Personal information
- Date of birth: February 20, 1997 (age 29)
- Place of birth: Fairland, Indiana, United States
- Height: 1.67 m (5 ft 6 in)
- Position: Midfielder

Team information
- Current team: SC Heerenveen

College career
- Years: Team / Apps / (Gls)
- 2015–2019: Xavier Musketeers / 86 / (40)

Senior career*
- Years: Team / Apps / (Gls)
- 2019–2020: Real Betis / 2 / (0)
- 2021–: SC Heerenveen / 10 / (1)

= Samantha Dewey =

American soccer player

Samantha Dewey (born February 20, 1997) is an American soccer player who plays for SC Heerenveen.
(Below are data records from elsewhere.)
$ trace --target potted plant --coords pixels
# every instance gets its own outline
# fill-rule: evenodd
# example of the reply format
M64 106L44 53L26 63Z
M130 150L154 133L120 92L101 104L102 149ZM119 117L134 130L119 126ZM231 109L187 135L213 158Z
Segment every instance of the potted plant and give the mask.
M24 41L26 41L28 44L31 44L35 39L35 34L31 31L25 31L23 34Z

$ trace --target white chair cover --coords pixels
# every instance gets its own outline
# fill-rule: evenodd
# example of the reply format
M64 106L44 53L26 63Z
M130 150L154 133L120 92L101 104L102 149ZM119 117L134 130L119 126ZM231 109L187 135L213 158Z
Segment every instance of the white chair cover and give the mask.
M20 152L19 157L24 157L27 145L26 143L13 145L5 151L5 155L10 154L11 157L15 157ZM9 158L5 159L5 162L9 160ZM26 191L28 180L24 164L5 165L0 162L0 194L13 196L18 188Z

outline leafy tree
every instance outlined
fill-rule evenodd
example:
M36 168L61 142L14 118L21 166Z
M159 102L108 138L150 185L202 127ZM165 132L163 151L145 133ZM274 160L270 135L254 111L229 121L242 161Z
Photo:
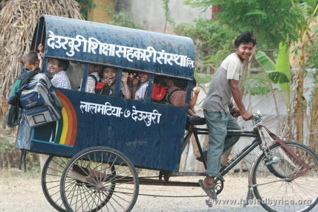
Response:
M311 32L313 29L311 25L315 19L317 19L318 13L318 1L317 0L307 0L306 1L295 0L292 0L293 8L296 13L297 17L296 30L298 40L296 48L298 50L299 57L298 68L295 74L296 95L295 99L294 110L296 116L296 126L297 130L296 139L302 141L304 136L304 121L305 115L303 112L307 107L306 100L303 97L304 93L304 78L305 71L307 65L308 58L306 58L306 53L309 53L312 49L311 45L312 41ZM316 85L318 87L318 85ZM318 89L315 88L314 91L314 101L311 111L311 132L316 130L317 117L316 114L318 110ZM306 111L306 110L305 110ZM310 139L310 146L315 147L316 138L311 135Z
M216 19L235 31L249 30L258 43L276 48L287 38L296 39L295 13L290 0L186 0L185 3L205 9L211 5L221 6Z
M163 33L165 33L165 31L167 28L167 24L168 22L173 24L174 23L173 20L171 18L171 14L170 14L170 10L169 9L169 2L170 0L161 0L162 8L164 11L164 29Z
M189 37L193 40L196 57L204 59L204 64L218 67L221 62L234 49L233 38L236 33L219 21L194 19L192 23L174 26L173 32L178 35Z
M105 6L105 11L112 19L111 21L108 21L106 23L134 29L140 29L143 28L142 25L136 24L131 20L130 14L124 9L122 9L118 11L114 11L113 9L112 9L111 5L108 5L108 6Z

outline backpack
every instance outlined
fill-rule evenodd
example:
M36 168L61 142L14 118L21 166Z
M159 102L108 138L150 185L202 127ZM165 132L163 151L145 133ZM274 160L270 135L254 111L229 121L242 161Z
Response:
M154 83L153 92L151 94L152 102L171 105L170 98L172 94L178 90L181 90L180 88L176 88L171 92L167 92L166 87Z
M97 93L98 92L99 90L96 89L96 85L97 84L97 83L100 82L100 79L99 79L99 80L97 80L97 77L94 74L88 74L87 75L87 77L88 77L88 76L90 76L93 79L94 79L94 80L95 80L95 93Z
M31 78L36 74L37 72L37 71L30 71L27 70L25 67L22 68L21 73L15 79L11 87L7 100L8 104L13 105L15 107L22 108L19 102L21 90L27 84Z
M154 83L153 85L153 92L151 93L152 102L165 104L165 97L166 95L166 87Z
M30 127L39 127L61 118L63 107L55 88L45 73L34 76L21 90L20 104Z
M171 92L167 92L167 93L165 94L165 96L164 96L166 104L168 104L169 105L171 105L171 103L170 102L170 98L172 96L172 94L173 93L178 90L181 90L180 88L176 88L174 90L172 90Z
M14 127L20 123L21 108L14 105L10 105L5 115L5 122L8 127Z

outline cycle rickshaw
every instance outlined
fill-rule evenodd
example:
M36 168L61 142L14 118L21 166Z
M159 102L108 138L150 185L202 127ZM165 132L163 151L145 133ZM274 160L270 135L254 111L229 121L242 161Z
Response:
M72 89L57 89L64 106L62 118L54 124L34 129L22 121L16 146L51 155L43 169L42 184L52 206L60 211L129 211L137 200L140 184L199 186L196 182L169 181L168 178L165 181L139 178L135 168L173 172L171 176L204 175L177 172L181 154L192 135L206 166L198 135L207 135L207 130L195 127L204 125L204 120L187 116L195 57L190 38L43 15L38 21L31 49L36 49L40 43L45 46L43 71L48 70L50 59L69 60L73 70L67 73L74 84ZM117 69L112 96L85 92L91 64ZM138 71L149 74L145 99L120 97L122 72ZM167 78L182 87L185 94L184 106L154 100L154 85ZM81 86L78 90L79 83ZM253 123L250 131L228 131L229 136L254 140L222 168L221 174L225 175L259 146L261 151L249 173L248 198L285 198L279 189L275 192L276 197L267 196L282 183L281 187L286 192L292 189L294 199L303 198L301 192L310 199L308 206L296 206L297 211L310 210L318 201L318 188L307 187L311 182L317 188L318 183L317 155L303 144L284 142L273 135L276 141L267 145L259 113ZM186 129L188 133L184 137ZM294 187L287 186L291 183ZM216 179L215 186L220 193L223 182ZM269 203L261 204L269 211L291 211L290 208L285 211L286 205L284 210Z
== Early life and education ==
Dewey was born on February 20, 1997. She grew up in Fairland, Indiana and attended Triton Central High School. After graduating, she attended Xavier University.

== Career ==
While studying at Xavier University, Dewey played for the school soccer team. She became 2019 UWS Midwest Player of the Year after scoring 13 goals and providing six assists for the Midwest Conference champion Union. She got the most goals record (257).

After graduating from university, Dewey signed her first professional soccer contract with Spanish team Real Betis. After making only two appearances for Spanish side, Dewey transferred to the Dutch side SC Heerenveen.